I quote you once more: Marriage has lost value, if one party in the marriage becomes stubborn the marriage is gone." Close quote. This stubborn is reference to the woman. A woman who has realized her rights is called a stubborn woman. It is not that divorce has become fashionable, for us who know the challenges of living under immense hardships: life in the UK is not roses in the garden, it demands focus and hard work. Now you find that a husband still wants to maintain those lavish lifestyles he is used to in Zimbabwe where he was King, he will rudely find himself having to cope life on his own; divorce him. Women in the UK find it better to cope with life alone with the children than to maintain a husband who does not wan to work. How many husbands do not work in the UK? Children continue to be born while men continue to live lavishly at the expense of their spouses: Very few women can cope with this kind of deceit.
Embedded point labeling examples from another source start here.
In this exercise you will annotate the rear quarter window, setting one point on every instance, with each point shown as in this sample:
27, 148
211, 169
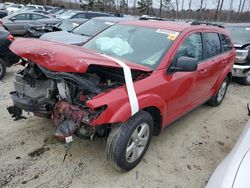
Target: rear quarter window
212, 44
226, 43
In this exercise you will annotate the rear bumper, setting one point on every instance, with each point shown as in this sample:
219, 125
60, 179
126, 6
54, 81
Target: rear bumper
240, 70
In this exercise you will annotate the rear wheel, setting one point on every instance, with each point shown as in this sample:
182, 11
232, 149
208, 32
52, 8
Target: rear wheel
244, 80
128, 142
218, 98
2, 68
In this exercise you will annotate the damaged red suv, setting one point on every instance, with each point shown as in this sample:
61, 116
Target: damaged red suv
128, 82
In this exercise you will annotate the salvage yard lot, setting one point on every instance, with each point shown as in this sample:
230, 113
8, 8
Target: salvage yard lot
184, 155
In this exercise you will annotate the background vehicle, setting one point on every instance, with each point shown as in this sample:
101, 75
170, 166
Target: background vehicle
17, 23
241, 37
234, 169
38, 29
7, 57
73, 14
128, 82
3, 13
14, 8
83, 32
32, 7
5, 5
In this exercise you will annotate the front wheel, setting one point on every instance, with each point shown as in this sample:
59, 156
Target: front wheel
128, 142
218, 98
2, 68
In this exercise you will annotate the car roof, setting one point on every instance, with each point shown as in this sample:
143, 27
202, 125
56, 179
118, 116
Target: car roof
24, 12
172, 25
237, 24
112, 19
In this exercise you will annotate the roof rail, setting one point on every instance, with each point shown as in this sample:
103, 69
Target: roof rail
146, 17
206, 23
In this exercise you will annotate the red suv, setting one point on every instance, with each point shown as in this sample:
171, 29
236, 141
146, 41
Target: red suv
128, 82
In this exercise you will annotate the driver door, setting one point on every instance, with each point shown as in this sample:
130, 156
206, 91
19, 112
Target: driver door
17, 23
182, 88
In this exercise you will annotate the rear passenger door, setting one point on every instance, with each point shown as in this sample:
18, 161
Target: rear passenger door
211, 66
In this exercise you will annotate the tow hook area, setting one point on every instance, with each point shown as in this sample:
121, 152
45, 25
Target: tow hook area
67, 118
15, 113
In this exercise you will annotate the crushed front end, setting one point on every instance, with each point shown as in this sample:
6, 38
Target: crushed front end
62, 97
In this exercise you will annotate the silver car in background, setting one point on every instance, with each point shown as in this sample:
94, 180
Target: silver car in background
234, 170
17, 23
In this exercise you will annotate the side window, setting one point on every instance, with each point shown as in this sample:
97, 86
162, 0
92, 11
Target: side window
212, 44
226, 43
191, 47
37, 17
22, 17
79, 16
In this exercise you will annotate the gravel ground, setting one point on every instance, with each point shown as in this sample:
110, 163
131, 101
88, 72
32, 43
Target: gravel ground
184, 155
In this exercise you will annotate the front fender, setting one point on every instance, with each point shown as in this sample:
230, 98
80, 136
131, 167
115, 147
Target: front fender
123, 113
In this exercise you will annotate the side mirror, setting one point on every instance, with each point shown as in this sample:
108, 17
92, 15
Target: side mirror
184, 64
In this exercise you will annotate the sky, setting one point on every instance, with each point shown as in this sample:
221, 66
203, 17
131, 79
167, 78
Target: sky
211, 4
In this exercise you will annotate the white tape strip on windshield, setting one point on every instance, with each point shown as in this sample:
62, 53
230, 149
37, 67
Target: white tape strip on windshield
134, 105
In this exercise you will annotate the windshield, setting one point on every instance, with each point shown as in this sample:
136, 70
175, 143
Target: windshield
145, 46
66, 15
240, 34
92, 27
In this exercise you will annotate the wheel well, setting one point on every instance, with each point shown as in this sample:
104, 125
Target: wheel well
156, 115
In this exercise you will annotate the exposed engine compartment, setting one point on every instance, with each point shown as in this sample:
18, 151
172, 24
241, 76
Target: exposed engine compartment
62, 96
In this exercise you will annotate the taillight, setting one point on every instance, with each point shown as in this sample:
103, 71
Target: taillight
11, 38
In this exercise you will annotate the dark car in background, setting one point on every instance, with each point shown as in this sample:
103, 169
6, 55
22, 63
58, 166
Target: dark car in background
35, 30
7, 57
241, 36
17, 23
74, 14
83, 32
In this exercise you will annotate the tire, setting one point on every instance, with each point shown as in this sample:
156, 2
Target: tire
245, 80
220, 95
135, 134
2, 68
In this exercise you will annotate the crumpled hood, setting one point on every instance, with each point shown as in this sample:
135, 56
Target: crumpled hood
64, 58
65, 37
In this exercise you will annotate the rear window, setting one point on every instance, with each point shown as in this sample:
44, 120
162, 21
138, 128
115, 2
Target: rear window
212, 44
240, 34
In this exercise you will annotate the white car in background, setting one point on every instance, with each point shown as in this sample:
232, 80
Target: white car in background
234, 170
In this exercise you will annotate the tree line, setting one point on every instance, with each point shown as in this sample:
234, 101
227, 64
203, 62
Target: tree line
173, 9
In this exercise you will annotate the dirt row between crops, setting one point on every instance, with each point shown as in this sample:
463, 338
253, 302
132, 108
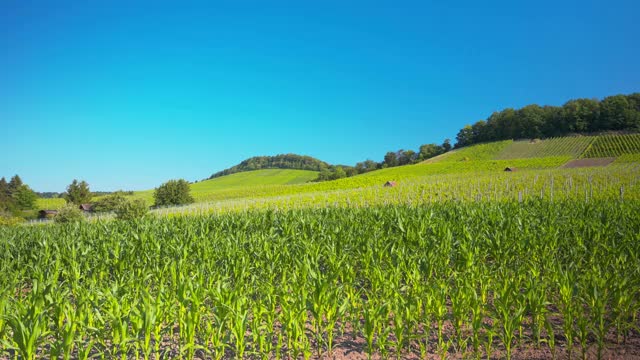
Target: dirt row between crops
348, 347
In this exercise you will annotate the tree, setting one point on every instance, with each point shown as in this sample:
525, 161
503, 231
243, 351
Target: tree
109, 202
14, 184
5, 195
390, 159
78, 193
464, 137
446, 145
173, 192
69, 214
338, 173
131, 210
406, 157
24, 198
428, 151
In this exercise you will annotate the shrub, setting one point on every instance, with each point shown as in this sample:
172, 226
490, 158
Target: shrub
110, 202
69, 214
10, 220
173, 192
131, 210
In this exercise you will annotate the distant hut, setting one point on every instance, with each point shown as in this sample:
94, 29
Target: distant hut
47, 214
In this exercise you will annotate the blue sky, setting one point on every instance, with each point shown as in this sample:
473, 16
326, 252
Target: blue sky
129, 94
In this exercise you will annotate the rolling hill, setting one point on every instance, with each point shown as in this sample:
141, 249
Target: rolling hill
481, 160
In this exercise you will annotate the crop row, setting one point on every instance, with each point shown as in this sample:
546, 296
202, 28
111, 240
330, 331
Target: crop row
466, 278
613, 145
564, 146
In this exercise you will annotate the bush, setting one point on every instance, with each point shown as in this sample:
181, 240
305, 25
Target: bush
173, 192
131, 210
69, 214
10, 220
110, 202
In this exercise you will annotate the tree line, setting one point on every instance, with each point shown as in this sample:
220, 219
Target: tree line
15, 196
282, 161
613, 113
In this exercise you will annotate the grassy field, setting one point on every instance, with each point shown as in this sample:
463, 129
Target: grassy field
483, 159
566, 146
453, 278
460, 259
49, 204
613, 145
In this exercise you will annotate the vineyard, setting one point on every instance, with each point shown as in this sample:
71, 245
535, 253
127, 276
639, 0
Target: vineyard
564, 146
613, 145
459, 260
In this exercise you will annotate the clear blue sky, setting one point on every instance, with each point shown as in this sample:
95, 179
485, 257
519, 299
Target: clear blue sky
128, 94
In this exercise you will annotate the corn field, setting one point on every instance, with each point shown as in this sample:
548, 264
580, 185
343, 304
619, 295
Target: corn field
434, 280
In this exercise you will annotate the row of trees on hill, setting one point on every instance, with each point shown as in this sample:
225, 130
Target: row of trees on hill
391, 159
282, 161
613, 113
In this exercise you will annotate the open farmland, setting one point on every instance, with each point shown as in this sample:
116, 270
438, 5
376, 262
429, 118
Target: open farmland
613, 145
439, 280
563, 146
459, 260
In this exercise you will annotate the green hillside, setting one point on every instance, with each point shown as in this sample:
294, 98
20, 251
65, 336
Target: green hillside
249, 180
564, 146
482, 160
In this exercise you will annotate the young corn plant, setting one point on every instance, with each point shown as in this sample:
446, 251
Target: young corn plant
509, 312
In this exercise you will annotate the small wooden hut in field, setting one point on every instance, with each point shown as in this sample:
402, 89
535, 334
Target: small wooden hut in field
47, 214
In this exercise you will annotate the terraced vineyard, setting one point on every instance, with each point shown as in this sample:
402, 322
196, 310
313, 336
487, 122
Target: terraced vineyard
613, 145
476, 152
565, 146
459, 260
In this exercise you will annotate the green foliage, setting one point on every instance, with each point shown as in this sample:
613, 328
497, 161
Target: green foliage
110, 202
613, 145
572, 146
283, 161
173, 192
78, 193
69, 214
131, 210
15, 196
9, 220
618, 112
499, 275
24, 198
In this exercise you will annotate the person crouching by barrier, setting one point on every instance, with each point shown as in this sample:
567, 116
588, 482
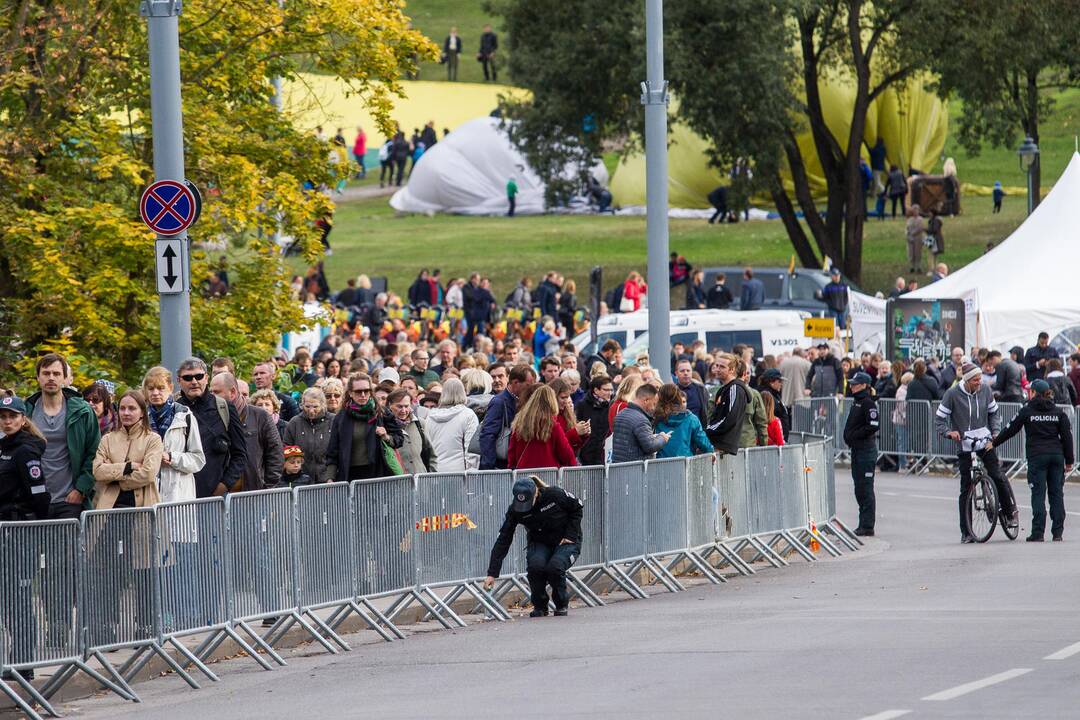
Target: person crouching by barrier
1049, 457
552, 516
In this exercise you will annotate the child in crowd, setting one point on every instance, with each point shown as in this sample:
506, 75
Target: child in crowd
294, 474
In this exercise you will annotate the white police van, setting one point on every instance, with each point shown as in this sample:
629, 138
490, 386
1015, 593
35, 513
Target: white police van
767, 331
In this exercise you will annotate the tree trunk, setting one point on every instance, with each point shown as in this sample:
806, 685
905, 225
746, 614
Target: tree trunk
805, 199
791, 220
1033, 130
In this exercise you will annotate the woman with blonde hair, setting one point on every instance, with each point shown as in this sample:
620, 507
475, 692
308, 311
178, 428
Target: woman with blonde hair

Some Zimbabwean men laze around under the disguise they are studying at the university. They become professional students: studies stretch to about ten years without end. Conflicts in such classical cases are pre- programmed, pre-determined, unavoidable, no woman can maintain a loafer for so long, men who do not want to do care-work jobs like many women in the UK, but rather let the woman do the menial jobs. Having worked hard, connected three jobs in 24 hours, tired she accepts a lift from a male co-worker, instantly she is automatically labelled loose. She is cheating. These are facts Mavaza should have researched properly before he wrote his inward-looking article, a lot of information is missing.

How many Zimbabwean women have died in the UK because of gender-based-violence? The least I expect from Mavaza to learn to be sensitive in his articles on gender. We have lost many women's lives due to violence against women. Gender-based violence in the UK borders on financial constraints in most cases. The women can immerse themselves in hard work, but their commitment to the family fiscus is not reciprocated by the husbands leading to conflicts most of them are harmful to women.

Sure you highlighted something particularly important: you said that support structures that usually come to quell the marriage fires are not available in the UK. I grew up in Zimbabwe, I know how short-changing these social family units can be towards women in man-woman disagreements. Women relatives will tell you to cope with all the nonsense of man-stupidities to save the marriage breaking. This puts a lot of pressure on the woman to cope with cases unimaginable by common sense. Hence it is a blessing in disguise to use those laws where you are domiciled to quit the establishment that is unequal. We women have realized that it is pleasurable to be single, we cope well even with children to look after, you are not under pressure from a dishonest husband. But it is not the case with men. A man hardly can cope alone, worse if he has children under his custody.    

For Mavaza to go to the pub and share a glass of gin and tonic with disgruntled, frustrated husbands and then the next day he sits down and writes an article that trivializes, waters down a woman is certainly not clever, it is not amusing.